Freedom House a estimé que Bahrein était « l’un des Etats les plus répressifs du Moyen-Orient » et a accusé le régime d’avoir étouffé un mouvement populaire prodémocratie en 2011.

Le ministre des Affaires étrangères de Bahreïn, Abdul Lateef Rashid Al Zayani, s’adresse aux journalistes à Manama, le 4 décembre 2022. (Lazar Berman/Times of Israel)

Les préoccupations concernant les mouvements de protestation contre Herzog ont amené les parties à apporter de légers changements dans le programme du président.

Des manifestants à Bahreïn avaient scandé « Mort à Israël » lors de rassemblements contre le prochain voyage, vendredi. Les manifestants étaient affiliés à des groupes d’opposition qui soutiennent l’Iran, selon le site d’information Ynet.

Certains portaient des pancartes à l’effigie d’Herzog sur lesquelles était écrit « criminel », ou « vous n’êtes pas le bienvenu à Bahreïn ». Selon un média d’opposition bahreïni, les manifestants ont brûlé un drapeau israélien et ils se sont heurtés à la police anti-émeute.

Les autorités locales ont autorisé les manifestations anti-israéliennes, mais elles n’ont pas voulu autoriser des mouvements similaires lors de la visite de Herzog, selon le reportage.

Le président Isaac Herzog (devant à gauche) et le roi Hamad bin Isa Al Khalifa (devant à droite) au palais Al Qudaibiya à Manama, le 4 décembre 2022. (Crédit : Lazar Berman/Times of Israel)

Herzog a atterri à Manama dimanche pour la toute première visite d’un chef d’État israélien dans ce petit royaume insulaire du Golfe. Lui et son épouse, Michal, ont été accueillis par Zayani et l’envoyé de Bahreïn en Israël, Khaled Yousif Al-Jalahma.

Il s’est ensuite rendu au palais Al-Qudaibiyah où une fanfare militaire a joué les hymnes nationaux des deux pays, tandis que Herzog rencontrait le roi Hamad.

Au début de leur entretien, le président a offert au monarque une mezouza en argent. Selon le bureau de Herzog, les deux dirigeants ont discuté des moyens de développer les relations bilatérales.

Dans sa déclaration publique prononcée aux côtés du roi, Herzog a commencé son allocution en arabe, remerciant le monarque pour son hospitalité.

Herzog a également mentionné les chefs d’entreprise israéliens de sa délégation, représentant des organisations telles que l’Autorité israélienne de l’innovation, Start-Up Nation Central et l’Institut israélien des exportations.

Une garde d’honneur bahreïnie attend l’arrivée du président Isaac Herzog à Manama, le 4 décembre 2022. (Crédit : Lazar Berman/The Times of Israel)

« Vous êtes à l’avant-garde de l’histoire de la région, où Juifs et musulmans peuvent vivre ensemble, en tant que fils d’Abraham, et avancer en paix », a déclaré Herzog.

Le voyage de Herzog a été salué par l’administration Biden.
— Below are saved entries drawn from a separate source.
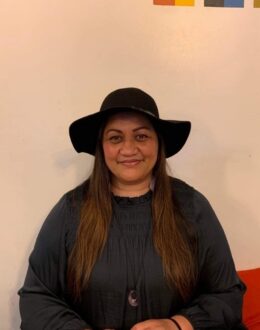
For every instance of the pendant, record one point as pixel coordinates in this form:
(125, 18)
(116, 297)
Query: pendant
(132, 298)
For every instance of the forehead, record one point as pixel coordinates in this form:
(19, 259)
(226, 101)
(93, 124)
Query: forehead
(130, 119)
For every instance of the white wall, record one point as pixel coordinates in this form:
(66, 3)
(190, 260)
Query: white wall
(60, 58)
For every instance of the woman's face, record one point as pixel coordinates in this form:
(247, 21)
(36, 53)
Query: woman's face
(130, 146)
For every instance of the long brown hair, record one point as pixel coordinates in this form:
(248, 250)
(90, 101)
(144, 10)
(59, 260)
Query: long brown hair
(173, 239)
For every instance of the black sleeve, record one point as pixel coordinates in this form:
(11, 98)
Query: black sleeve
(43, 303)
(218, 304)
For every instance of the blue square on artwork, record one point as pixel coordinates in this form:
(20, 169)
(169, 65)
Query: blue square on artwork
(234, 3)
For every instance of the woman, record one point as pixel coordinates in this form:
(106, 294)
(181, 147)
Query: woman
(131, 248)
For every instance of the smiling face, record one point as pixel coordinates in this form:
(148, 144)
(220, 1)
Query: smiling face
(130, 146)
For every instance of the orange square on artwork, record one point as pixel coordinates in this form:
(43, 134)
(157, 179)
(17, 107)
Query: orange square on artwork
(164, 2)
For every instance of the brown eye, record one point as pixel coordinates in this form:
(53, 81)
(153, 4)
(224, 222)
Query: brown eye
(115, 138)
(141, 137)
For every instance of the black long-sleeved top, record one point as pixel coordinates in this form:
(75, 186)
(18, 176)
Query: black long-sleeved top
(129, 261)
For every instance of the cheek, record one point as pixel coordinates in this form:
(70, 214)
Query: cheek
(109, 151)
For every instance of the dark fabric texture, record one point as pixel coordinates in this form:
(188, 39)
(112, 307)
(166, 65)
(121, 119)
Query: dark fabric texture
(129, 261)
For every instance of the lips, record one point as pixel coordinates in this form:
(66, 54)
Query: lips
(130, 162)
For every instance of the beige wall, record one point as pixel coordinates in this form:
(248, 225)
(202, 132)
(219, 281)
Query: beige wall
(60, 58)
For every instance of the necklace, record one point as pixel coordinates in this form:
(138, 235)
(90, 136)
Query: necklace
(132, 291)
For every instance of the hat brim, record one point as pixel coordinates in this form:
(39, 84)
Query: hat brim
(84, 132)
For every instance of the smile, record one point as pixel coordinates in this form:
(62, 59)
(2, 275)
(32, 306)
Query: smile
(130, 162)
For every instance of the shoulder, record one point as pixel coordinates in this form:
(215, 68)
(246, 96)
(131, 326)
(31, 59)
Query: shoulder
(192, 203)
(64, 216)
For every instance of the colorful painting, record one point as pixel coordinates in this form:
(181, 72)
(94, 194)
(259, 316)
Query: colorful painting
(224, 3)
(174, 2)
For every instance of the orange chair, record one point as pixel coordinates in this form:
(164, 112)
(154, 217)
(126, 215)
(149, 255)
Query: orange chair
(251, 307)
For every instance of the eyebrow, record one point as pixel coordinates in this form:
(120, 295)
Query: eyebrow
(134, 130)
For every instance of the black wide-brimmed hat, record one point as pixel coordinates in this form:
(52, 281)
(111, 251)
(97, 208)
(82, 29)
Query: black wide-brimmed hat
(84, 132)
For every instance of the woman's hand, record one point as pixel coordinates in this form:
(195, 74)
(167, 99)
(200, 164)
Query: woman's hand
(158, 324)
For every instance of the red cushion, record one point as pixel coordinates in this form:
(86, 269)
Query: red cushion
(251, 307)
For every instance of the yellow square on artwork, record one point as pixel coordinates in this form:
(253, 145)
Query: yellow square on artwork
(184, 2)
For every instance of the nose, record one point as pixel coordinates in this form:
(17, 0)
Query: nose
(128, 147)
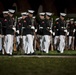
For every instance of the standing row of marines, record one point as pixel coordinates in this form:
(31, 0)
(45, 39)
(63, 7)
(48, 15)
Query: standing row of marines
(30, 28)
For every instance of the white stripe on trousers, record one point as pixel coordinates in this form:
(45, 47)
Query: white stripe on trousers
(9, 44)
(62, 43)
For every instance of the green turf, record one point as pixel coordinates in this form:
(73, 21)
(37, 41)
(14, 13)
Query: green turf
(37, 66)
(66, 52)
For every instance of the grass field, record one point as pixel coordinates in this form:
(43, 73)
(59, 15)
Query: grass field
(10, 65)
(37, 66)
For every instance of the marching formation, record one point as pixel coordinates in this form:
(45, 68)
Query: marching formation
(30, 33)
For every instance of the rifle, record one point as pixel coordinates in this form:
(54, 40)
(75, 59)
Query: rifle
(14, 44)
(52, 48)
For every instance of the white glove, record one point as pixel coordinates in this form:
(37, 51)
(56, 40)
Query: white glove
(50, 31)
(14, 29)
(65, 31)
(17, 31)
(35, 30)
(21, 36)
(74, 30)
(53, 33)
(23, 27)
(32, 27)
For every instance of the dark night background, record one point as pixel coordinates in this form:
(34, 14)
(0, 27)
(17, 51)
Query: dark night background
(55, 6)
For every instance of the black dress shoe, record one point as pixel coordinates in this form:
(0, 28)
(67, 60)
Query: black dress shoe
(33, 53)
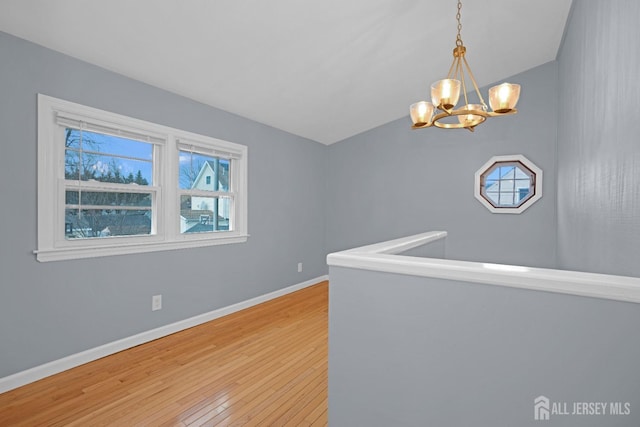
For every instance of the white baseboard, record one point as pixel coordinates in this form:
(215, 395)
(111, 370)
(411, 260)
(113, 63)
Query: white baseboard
(38, 372)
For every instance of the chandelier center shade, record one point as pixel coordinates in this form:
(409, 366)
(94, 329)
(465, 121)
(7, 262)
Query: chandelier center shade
(441, 111)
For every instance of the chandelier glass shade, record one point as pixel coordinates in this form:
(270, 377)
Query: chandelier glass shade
(445, 94)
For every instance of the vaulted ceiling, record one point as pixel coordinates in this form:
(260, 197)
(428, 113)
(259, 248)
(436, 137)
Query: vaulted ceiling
(324, 70)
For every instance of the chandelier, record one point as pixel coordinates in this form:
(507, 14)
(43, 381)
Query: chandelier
(442, 112)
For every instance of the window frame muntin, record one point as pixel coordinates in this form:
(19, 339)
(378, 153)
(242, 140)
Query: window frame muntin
(512, 158)
(51, 242)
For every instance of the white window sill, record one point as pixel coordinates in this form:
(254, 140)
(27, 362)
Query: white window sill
(62, 254)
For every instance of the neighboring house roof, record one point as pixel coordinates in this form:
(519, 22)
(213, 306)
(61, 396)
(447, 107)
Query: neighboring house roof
(194, 215)
(208, 166)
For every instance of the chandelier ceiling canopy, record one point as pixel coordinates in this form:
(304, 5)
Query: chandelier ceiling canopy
(442, 112)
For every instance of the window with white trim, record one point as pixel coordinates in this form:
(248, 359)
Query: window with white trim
(508, 184)
(110, 184)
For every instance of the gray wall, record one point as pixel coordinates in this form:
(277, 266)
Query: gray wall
(393, 181)
(51, 310)
(432, 352)
(599, 139)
Dans un tweet, le conseiller à la sécurité nationale des États-Unis, Jake Sullivan, a salué « cette visite historique… un autre pas vers un Moyen-Orient intégré et prospère. Nous sommes reconnaissants pour le leadership et la vision de Sa Majesté le roi Hamad bin Isa Al Khalifa et à l’égard de nos partenaires bahreïnis. »

La visite de deux jours du président israélien l’a également conduit aux Émirats arabes unis, lundi.
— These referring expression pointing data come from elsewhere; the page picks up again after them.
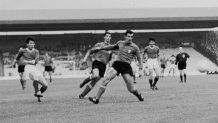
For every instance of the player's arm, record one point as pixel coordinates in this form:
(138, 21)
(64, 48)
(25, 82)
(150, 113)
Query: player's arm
(111, 47)
(145, 54)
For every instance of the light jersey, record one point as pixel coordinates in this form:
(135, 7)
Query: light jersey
(172, 60)
(163, 60)
(47, 61)
(153, 52)
(28, 55)
(127, 52)
(182, 57)
(103, 55)
(20, 61)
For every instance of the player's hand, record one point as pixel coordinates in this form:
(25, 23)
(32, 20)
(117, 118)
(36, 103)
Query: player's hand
(14, 65)
(97, 49)
(141, 72)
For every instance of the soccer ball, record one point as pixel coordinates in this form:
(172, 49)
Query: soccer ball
(203, 66)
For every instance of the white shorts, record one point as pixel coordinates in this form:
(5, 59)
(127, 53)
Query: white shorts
(153, 64)
(30, 70)
(172, 66)
(134, 67)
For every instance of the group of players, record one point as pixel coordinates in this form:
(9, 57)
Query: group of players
(126, 51)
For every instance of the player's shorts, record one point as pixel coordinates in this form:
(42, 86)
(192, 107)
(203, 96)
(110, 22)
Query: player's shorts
(21, 68)
(181, 65)
(153, 64)
(163, 66)
(122, 67)
(134, 67)
(32, 69)
(172, 66)
(48, 68)
(100, 66)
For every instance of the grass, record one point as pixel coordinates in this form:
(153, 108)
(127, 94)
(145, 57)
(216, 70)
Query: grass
(193, 102)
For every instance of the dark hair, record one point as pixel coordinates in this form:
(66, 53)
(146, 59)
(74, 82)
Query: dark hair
(151, 39)
(30, 38)
(106, 33)
(129, 32)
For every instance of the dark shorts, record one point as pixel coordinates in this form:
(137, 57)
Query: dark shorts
(122, 67)
(48, 68)
(181, 65)
(21, 68)
(100, 66)
(163, 66)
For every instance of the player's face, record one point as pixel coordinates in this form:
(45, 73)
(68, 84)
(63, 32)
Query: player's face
(31, 44)
(107, 38)
(129, 37)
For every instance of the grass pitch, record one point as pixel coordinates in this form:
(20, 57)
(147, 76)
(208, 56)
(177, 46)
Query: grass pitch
(193, 102)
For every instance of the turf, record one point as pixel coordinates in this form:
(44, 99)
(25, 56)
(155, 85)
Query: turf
(193, 102)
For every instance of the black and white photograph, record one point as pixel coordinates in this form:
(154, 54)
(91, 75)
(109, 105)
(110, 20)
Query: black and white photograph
(108, 61)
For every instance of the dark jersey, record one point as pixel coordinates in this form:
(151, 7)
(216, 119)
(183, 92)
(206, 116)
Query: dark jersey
(28, 55)
(48, 61)
(152, 52)
(181, 57)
Avant son départ d’Israël, Herzog a déclaré que ce voyage était « principalement un message de paix dans la région ».

Le président Isaac Herzog avant sa visite à Bahreïn, le 4 décembre 2022. (Crédit : Amos Ben-Gershom/GPO)

« C’est une autre étape historique dans les relations entre Israël et les États arabes qui ont signé les accords d’Abraham, avec l’espoir que de plus en plus de pays pourront rejoindre le cercle de la paix avec l’État d’Israël », a déclaré Herzog en anglais.

Dans un article de blog (en anglais) publié dimanche par le Times of Israel, Herzog a déclaré qu’il s’attacherait à traduire les accords d’Abraham en avantages tangibles pour les particuliers, notamment par le biais d’un accord de libre-échange avec Bahreïn.

« Je crois que la plus grande opportunité à laquelle le Moyen-Orient est confronté est une paix chaleureuse avec Israël – libérant le potentiel latent des partenariats avec notre économie dynamique et vibrante », a écrit le président. « Nous chérissons Bahreïn comme un précurseur et un pionnier à cet égard, donnant l’exemple aux nations de notre région. »

Il a également publié un article similaire en arabe dans Al Ayam, le plus grand journal de Bahreïn.